Fibrillation, and other types of arrhythmias, are caused by alternans at the cellular and tissue level. In
order to better understand the onset of alternans in HF, we reformed our rabbit ventricular myocyte
model to simulate a HF cell. These reformations involved altered calcium release, decreased
transmural gradients, gap junction remodeling, later sodium inactivation, increased sodium-calcium
exchanger (INCX) current, and decreased potassium currents: slow and fast outward (Itos / Itof), delayed
rectifier (IKr), and inward rectifier (IK1). Simulations were run at the cellular level under various
experimental conditions in order to better tease out the mechanisms by which alternans can arise and
contribute to arrhythmias. The HF cell models produced the expected physiological results: lengthened
action potential durations (APD), lower and slower calcium transients, elevated intracellular sodium,
reduced transmural gradients, allowed for a steeper restitution curve and produced alternans earlier.

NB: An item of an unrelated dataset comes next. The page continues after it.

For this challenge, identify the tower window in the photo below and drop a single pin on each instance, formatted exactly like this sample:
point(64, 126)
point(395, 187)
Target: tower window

HF also involves the heterogeneous upregulation of small conductance calcium-activated potassium
(SK) channels. This channel potentially has important anti-arrhythmic and pro-arrhythmic effects
which are currently poorly understood. Experiments with failing rabbit hearts have shown that apamin,
a very selective SK blocker, can eliminate VF under rapid pacing. However, the administration of
apamin to ventricles under slower pacing resulted in early afterdepolarizations (EADs) and torsades de
pointes (TdP). We seek to use computer modeling as a tool to investigate this apparent paradox.
Equations to model the SK current were formulated, and parameter spaces of SK and other potassium
currents were searched to find robust parameter regions that matched experimented results. The
inclusion of an SK current in the HF cell model resulted in decreased APD and the earlier onset of
alternans. Understanding how the ionic changes in HF relate to the mechanisms of arrhythmogenesis
will enable future studies to improve the prevention and treatment of arrhythmias in HF.